The St. Louis Post-Dispatch reports a review of state tax records and public health figures found the Missouri Department of Revenue issued deductions to 1,044 families for a stillborn child in 2016, a year when the Department of Health and Senior Services received official reports of 467 stillborn children.
In 2017, the state issued 506 deductions, while the health department recorded 436 stillbirths.
The new numbers come after the newspaper found the deduction had been used by 1,400 families in 2015, when the law first took effect.
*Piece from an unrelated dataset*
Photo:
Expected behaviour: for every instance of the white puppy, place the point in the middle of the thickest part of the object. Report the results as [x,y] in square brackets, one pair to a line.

The health department recorded 460 fetal deaths that year.
Department of Revenue spokeswoman Anne Marie Moy said the agency reviews a portion of all returns, including those claiming the stillborn deduction.
“We routinely ask for additional documentation to support various items reported on returns, but there is a balancing act between validating data reported on returns and becoming a burden to good taxpayers,” she said.
The exemption was sponsored in 2015 by Sen. Ed Emery, whose wife had three miscarriages.
Emery, R-Lamar, said the disparity between deductions and reporter stillbirths is difficult to explain but one explanation might be unsuccessful home births that don’t get reported to the state.
He said he doesn’t believe many of the claimed deductions are attempted fraud.
“It’s a very sensitive area,” he said. “This is not something that people are likely to make up.”
The law, which drew bipartisan support, allows a one-time exemption of $1,200 from a parent’s income — the same amount taxpayers can claim for each dependent on tax returns.
Under Missouri law, a parent can apply for a certificate of birth resulting in a stillbirth after 20 weeks of pregnancy or if the fetus reaches a certain weight. A fetus’ death before 20 weeks is generally considered a miscarriage.